There was another comment from the audience that what he is calling a requirement is actually a specification, which is an argument that I’ve had about a zillion times in my years of software development: I completely agree with the comment, as did Choteborsky, but he stated that this was the common terminology in use at Microsoft today and he wasn’t trying to fix everything at once. I have to see the pragmatism in that, although there should likely be some sort of migration of terminology to be more accurate.

He went into more detail on terms, facts and rules, including descriptions of each, and the use of graphical term models and fact models. He also made a distinction between a rule and a policy: a rule can produce an action or decision, whereas a policy is more general but might sound rule-like. He stepped through the before and after of a fact model, where he went through and marked each object and relationship in the model as correct, sort of incorrect, or outright wrong, then found new relationship pathways and defined new terms in the model to make it a better reflection of the actual facts and provide a more logical structure for developing rules. He’s just using Visio for creating the fact models, although I’m sure that some more comprehensive modeling tools could make this process a bit easier. They’re starting to use RuleXpress (the RuleArts product) for terms, facts and rules, although the rules themselves are actually encoded within applications: rules management without a rule engine. As he pointed out, although some business rules may end up in a business rules engine, some end up directly in the code of an application, and some are never codified but become part of an operational manual. We see exactly the same thing in BPM, where a process model may include steps that are transferred to a BPMS, but also ones that are completely manual and never represented within a BPMS. Having a modelling tool separate from the execution environment provides greater flexibility in what can be modelled, but I suspect that the same issues of synchronization and round-tripping occur in rules modelling environments as exist in process modelling.
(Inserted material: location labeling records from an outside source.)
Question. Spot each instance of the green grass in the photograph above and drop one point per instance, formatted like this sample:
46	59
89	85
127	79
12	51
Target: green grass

Choteborsky was a great speaker: knowledgeable, able to explain some fairly complex concepts, and funny (when one slide came up, he said “I don’t know why PowerPoint made the font on this slide bold and ugly, but I’ve learned that I don’t need to win every battle”). The great thing is that he presented a methodology for developing business specifications that everyone in the room involved in software development could take away and start examining for their own use.